Hana Wirth-Nesher, an author and professor at Tel Aviv University in Israel, will present the lecture “Whose Story? Jewish American & Israeli ‘Representative’ Autobiographies: The Cases of Amos Oz and Philip Roth” 4:10 p.m. Thursday, Nov. 12, in the Gendebien Room of Skillman Library.
A community dinner will follow in Hillel House, 524 Clinton Terrace. The event is sponsored by Hillel Society and Rhoda Rothkopf ’74.
Wirth-Nesher will compare the autobiographies of Roth and Oz–central male writers in their respective communities–and consider how their works are representative of Israeli and Jewish American identity. She will explore issues such as what a majority or minority autobiography is, how readership determines these categories, and the concept of a “representative life.”

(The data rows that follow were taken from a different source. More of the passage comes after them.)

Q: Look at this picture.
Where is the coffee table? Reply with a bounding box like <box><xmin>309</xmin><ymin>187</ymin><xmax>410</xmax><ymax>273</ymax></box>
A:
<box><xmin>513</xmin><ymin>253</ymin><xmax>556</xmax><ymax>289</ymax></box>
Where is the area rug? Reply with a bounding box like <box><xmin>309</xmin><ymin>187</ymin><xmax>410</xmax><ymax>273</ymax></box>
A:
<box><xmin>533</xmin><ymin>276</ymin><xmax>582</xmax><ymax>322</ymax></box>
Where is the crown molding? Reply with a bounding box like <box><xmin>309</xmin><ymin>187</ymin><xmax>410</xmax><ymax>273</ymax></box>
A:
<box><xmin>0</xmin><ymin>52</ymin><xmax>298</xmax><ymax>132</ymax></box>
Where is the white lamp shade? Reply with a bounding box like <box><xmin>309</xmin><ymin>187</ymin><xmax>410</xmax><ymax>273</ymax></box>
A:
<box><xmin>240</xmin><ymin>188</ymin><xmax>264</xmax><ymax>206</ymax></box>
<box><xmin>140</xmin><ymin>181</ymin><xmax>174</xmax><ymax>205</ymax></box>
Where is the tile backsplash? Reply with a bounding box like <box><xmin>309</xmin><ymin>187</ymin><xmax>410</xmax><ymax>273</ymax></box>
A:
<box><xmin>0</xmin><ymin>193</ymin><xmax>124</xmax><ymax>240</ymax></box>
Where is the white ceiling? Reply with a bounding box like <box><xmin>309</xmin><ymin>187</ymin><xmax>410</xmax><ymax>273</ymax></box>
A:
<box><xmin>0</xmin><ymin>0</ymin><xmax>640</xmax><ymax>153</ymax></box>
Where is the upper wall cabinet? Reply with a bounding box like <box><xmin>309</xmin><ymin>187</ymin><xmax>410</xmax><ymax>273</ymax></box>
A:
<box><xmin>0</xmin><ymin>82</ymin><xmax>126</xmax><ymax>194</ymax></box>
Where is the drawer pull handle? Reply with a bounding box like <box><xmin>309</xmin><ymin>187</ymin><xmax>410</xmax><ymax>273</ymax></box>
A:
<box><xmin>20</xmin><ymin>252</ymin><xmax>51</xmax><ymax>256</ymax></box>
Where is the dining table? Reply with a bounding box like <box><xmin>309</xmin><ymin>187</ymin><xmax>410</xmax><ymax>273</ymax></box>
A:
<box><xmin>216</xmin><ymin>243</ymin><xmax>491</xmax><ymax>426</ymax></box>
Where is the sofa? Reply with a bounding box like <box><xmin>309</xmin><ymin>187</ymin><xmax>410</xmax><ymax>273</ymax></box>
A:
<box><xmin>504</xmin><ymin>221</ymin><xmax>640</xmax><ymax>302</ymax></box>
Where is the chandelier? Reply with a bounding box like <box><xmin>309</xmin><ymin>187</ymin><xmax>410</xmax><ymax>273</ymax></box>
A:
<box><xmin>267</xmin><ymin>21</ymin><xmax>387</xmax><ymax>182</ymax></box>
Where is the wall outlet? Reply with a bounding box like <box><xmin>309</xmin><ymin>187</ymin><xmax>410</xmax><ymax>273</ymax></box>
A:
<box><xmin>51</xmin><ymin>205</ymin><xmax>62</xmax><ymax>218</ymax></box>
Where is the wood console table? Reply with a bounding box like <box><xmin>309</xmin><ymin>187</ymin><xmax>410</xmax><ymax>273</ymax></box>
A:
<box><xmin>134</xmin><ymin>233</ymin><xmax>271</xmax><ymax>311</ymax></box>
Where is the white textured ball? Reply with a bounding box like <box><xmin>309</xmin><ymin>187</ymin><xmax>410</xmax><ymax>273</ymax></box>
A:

Wirth-Nesher taught in Lafayette’s English department from 1976-1984. She is the Samuel L. and Perry Haber Chair on the Study of the Jewish Experience in the United States and the director of the Goldreich Family Institute for Yiddish Language, Literature, and Culture at Tel Aviv University. She is the author of Call It English: The Languages of Jewish American Literature and City Codes: Reading the Modern Urban Novel, as well as the editor of the Cambridge Companion to Jewish American Literature among other collections. She has published articles on Philip Roth, Saul Bellow, Henry James, V.S. Naipaul, I.B. Singer, Henry Roth, Abraham Cahan, Cynthia Ozick, Charles Dickens, and Virginia Woolf.